Вошла Кира Андреевна:
— Я из кухни услышала громогласного мужа и, встревоженная, пришла просить разрешение принять участие в вашей беседе. Я ведь тоже прочитала ваш роман, Александр Петрович, и вам, может быть будет интересно женское суждение о нем.
— Конечно, Кира Андреевна. Надеюсь, Михаил Михайлович не будет против.
— А хоть бы и был против, — произнес Протодьяконов. — У нас дом с претензией на матриархат.
— Я просто хочу тебе помочь, Миша. А то у тебя положительный анализ романа звучит как обвинительная речь прокурора.
— Ладно, ладно. Я не отрицаю благотворного женского влияния.
— Я разделяю твое увлечение глобальностью романа. Но вы все время витаете в межзвездном пространстве. А меня привлекли захватывающие, местами страшные страницы. Показ варварского обычая вырывать сердце у живого человека! А ревность древней индианки? Или гибель Кары Яр в разверзшейся трещине?

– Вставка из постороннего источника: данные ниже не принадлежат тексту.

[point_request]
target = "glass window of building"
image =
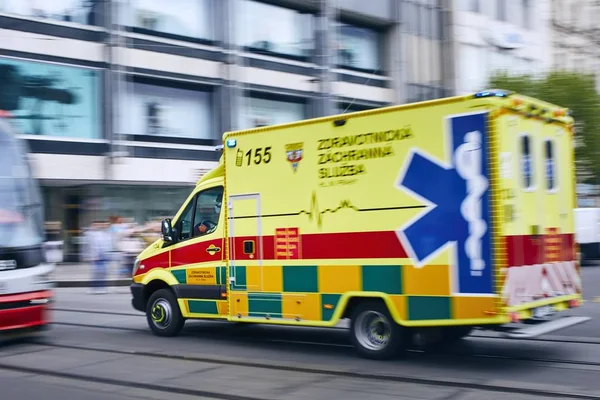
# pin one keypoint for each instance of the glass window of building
(50, 99)
(501, 10)
(80, 11)
(264, 112)
(167, 111)
(526, 7)
(187, 18)
(267, 28)
(358, 48)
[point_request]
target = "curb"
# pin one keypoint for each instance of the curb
(79, 284)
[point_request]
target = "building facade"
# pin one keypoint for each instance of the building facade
(122, 101)
(576, 36)
(499, 36)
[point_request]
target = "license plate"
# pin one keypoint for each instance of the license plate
(542, 312)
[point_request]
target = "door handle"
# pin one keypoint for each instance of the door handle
(212, 249)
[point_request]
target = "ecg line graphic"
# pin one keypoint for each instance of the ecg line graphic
(314, 212)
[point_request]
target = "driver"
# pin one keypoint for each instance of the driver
(207, 225)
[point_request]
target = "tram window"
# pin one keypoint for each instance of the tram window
(527, 163)
(550, 158)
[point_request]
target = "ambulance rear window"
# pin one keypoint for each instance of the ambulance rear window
(527, 162)
(550, 164)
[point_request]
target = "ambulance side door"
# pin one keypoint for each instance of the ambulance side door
(198, 253)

— Ты права, Кира. Не следует забывать, как показаны древние индейские цивилизации ацтеков, майя и инков, с появлением там бога Кетсалькоатля, Кукулькана и Кон-тики — в одном лице главного героя, — профессор снова начал увлекаться. — Важна помощь, оказанная древним людям пришельцами. Например, парус, изобретенный Гиго Гантом!
Званцев не решался вставить ни слова. Ему казалось, что говорят о каком-то другом, незнакомом ему произведении. И он подавлен был собственным размахом. А профессор продолжал:
— Вы непостижимо, в захватывающем сюжете показали величайшие драмы людской вражды, наряду с катастрофами грозной, беспощадной Природы, закончив оптимистическим аккордом плавания через Тихий океан на плоту Кон-тики, повторенного в наше время Туром Хеердалом.
— Это чудесные страницы, включая образ матери Моны, ставшей для людей Азии богиней, а для фаэтов олицетворением материнской любви, — вставила Кира Андреевна.
— Да, да! Это так, — отозвался профессор, не отвлекаясь от основной своей мысли и говоря: — Трудно поверить тому, как можно было воплотить события, разделенные тысячелетиями и космическими безднами в одной портативной, легко читаемой книжке. Но к моему удивлению и восхищению это сделано! — он остановился, тяжело дыша. — И еще одну проблему вы, если не решили, то поставили. От обезьяны ли произошел наш род людской? Не идет ли он от космических переселенцев, вольных или невольных? И тут я ловлю за руку вас, ребусника. Недаром, назвали вы своих героев Аве и Мада! И не так уж трудно прочесть их наоборот — АДАМ и ЕВА! Так вот где таился тайный замысел автора! Не космические Ромео и Джульетта с погибшей планеты Фаэны наши прародители? Дерзко, но чертовски здорово!
— Какая прелесть! — воскликнула хозяйка дома.